How JWT authentication works in REST APIs
JWT structure, header payload signature, Base64 encoding, HMAC SHA256, token signing, token verification, stateless auth, Bearer token
How JWT Authentication Works
A JSON Web Token (JWT) is a compact, self-contained token with three Base64url-encoded parts separated by dots: header.payload.signature.

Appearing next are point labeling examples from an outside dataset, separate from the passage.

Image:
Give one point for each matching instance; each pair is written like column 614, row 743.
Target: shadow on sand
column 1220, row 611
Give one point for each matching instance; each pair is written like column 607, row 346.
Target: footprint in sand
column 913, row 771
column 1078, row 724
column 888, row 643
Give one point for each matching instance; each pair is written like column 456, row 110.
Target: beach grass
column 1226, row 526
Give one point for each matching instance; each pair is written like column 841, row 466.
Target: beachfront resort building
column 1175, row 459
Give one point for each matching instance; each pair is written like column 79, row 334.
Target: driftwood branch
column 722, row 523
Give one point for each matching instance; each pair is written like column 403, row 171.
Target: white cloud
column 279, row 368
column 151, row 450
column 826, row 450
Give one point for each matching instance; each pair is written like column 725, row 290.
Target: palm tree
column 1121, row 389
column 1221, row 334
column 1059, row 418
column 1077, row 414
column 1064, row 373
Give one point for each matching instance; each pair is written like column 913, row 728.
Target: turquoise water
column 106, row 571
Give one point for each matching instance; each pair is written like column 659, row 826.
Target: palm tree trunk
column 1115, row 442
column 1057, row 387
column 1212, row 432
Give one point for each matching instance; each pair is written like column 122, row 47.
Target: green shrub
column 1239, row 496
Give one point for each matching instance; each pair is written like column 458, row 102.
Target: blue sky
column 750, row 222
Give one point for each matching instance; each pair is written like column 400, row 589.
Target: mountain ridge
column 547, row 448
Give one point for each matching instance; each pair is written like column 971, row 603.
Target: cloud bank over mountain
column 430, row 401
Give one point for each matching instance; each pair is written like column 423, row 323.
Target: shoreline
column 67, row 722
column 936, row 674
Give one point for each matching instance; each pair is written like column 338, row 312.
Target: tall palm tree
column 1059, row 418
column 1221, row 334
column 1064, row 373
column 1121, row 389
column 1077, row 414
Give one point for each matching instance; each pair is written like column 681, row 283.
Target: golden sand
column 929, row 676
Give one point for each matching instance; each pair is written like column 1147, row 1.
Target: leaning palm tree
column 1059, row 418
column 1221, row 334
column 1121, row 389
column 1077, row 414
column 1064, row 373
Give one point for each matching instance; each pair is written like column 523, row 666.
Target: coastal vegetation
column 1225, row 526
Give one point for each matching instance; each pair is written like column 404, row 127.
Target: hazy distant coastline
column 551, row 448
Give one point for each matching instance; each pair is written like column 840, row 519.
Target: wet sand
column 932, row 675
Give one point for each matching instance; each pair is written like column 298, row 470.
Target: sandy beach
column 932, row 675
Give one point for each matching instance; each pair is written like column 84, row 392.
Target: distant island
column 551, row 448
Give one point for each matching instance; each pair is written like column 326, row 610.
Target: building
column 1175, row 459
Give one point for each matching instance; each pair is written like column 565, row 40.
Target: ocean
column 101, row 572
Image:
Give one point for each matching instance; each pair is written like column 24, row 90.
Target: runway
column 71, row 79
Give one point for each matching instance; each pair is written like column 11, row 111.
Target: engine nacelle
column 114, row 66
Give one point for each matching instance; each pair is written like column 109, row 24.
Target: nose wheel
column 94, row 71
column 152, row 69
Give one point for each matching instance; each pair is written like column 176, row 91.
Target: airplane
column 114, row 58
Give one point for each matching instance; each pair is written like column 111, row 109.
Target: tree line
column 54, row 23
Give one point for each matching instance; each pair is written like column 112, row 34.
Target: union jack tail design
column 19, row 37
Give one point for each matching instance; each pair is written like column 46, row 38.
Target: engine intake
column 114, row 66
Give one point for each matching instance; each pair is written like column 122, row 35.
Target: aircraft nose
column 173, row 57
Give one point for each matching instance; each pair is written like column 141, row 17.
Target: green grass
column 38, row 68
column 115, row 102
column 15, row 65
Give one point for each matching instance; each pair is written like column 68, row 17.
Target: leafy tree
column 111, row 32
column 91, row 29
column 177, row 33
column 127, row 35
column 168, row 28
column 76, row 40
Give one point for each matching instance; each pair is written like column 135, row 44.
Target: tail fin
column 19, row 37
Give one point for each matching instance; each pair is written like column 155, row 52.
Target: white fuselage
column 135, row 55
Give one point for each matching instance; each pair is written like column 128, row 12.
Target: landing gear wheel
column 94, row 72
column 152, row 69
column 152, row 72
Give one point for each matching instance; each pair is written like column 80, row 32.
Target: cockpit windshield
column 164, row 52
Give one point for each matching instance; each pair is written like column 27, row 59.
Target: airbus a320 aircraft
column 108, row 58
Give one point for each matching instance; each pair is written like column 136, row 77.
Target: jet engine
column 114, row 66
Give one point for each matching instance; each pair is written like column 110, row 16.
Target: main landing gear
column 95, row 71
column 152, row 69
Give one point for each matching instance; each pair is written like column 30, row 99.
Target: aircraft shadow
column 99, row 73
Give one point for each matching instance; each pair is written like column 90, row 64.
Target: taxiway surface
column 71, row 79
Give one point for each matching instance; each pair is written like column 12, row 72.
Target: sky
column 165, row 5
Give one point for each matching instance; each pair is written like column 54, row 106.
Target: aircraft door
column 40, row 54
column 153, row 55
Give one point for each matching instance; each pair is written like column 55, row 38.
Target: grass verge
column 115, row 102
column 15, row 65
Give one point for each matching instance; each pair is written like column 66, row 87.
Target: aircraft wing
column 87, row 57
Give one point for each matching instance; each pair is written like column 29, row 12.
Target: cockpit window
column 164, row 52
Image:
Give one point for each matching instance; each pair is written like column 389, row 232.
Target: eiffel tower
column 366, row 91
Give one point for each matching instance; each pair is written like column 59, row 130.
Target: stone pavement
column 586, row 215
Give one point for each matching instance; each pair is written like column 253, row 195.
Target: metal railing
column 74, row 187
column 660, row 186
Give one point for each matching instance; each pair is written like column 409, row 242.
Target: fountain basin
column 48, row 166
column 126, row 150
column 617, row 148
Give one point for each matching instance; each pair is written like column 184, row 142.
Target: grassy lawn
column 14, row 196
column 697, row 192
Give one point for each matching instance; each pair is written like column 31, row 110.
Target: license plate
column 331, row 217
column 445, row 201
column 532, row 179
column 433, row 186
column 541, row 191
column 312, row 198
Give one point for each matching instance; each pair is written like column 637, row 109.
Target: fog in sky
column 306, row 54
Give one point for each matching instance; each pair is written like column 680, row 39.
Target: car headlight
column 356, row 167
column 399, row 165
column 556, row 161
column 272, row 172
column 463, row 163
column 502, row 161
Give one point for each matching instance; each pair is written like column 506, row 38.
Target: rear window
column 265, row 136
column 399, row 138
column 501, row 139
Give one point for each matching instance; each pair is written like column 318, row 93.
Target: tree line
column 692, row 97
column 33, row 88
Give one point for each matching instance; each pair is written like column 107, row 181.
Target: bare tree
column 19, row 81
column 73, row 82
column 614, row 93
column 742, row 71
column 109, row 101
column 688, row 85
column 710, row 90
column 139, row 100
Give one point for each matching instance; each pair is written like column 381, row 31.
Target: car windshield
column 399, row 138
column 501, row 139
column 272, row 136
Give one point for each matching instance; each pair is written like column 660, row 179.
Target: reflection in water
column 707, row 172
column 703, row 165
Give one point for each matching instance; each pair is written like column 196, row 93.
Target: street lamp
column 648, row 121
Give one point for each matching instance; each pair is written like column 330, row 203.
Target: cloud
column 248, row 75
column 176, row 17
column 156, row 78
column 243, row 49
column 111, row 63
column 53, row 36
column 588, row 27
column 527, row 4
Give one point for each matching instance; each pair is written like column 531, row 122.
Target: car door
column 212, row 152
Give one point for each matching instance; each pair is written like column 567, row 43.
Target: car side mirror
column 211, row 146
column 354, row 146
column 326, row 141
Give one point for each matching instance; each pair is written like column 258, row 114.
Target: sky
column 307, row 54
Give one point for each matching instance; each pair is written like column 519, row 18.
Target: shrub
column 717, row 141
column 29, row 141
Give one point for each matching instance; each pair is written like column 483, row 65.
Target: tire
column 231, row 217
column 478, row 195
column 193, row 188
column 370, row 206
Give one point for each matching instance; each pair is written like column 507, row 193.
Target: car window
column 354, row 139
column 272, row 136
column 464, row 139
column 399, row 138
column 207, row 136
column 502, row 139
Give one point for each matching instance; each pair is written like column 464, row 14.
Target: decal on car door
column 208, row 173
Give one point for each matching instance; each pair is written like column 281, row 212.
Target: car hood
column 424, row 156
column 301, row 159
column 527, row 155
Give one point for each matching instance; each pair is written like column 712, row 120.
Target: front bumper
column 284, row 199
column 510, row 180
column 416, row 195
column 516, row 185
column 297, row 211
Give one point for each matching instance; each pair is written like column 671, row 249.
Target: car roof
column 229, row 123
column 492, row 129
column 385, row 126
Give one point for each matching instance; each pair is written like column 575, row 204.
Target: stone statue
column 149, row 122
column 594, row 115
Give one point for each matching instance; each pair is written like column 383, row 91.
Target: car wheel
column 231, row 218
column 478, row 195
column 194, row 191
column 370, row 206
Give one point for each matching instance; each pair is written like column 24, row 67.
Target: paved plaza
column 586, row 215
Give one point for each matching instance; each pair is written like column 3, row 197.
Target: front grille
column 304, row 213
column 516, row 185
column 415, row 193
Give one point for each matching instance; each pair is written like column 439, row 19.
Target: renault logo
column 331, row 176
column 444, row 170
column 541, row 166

Header — algorithm and token type: { alg: 'HS256', typ: 'JWT' }
Payload — claims (user data): { userId: 1, role: 'admin', iat: 1700000000, exp: 1700086400 }
Signature — HMAC-SHA256 of header + payload using your secret key. Verifying the signature proves the token was not tampered with.
JWT flow in an API
// 1. User logs in → server signs a JWT
const jwt = require('jsonwebtoken');
const SECRET = process.env.JWT_SECRET;
app.post('/auth/login', (req, res) => {
const { email, password } = req.body;
// Verify credentials (simplified)
const user = users.find(u => u.email === email && u.password === password);
if (!user) return res.status(401).json({ error: 'Invalid credentials' });
const token = jwt.sign(
{ userId: user.id, role: user.role },
SECRET,
{ expiresIn: '24h' }
);
res.json({ token });
});The client stores the token and sends it with every subsequent request: Authorization: Bearer <token>. The server verifies the signature — no database lookup needed. Install: npm install jsonwebtoken.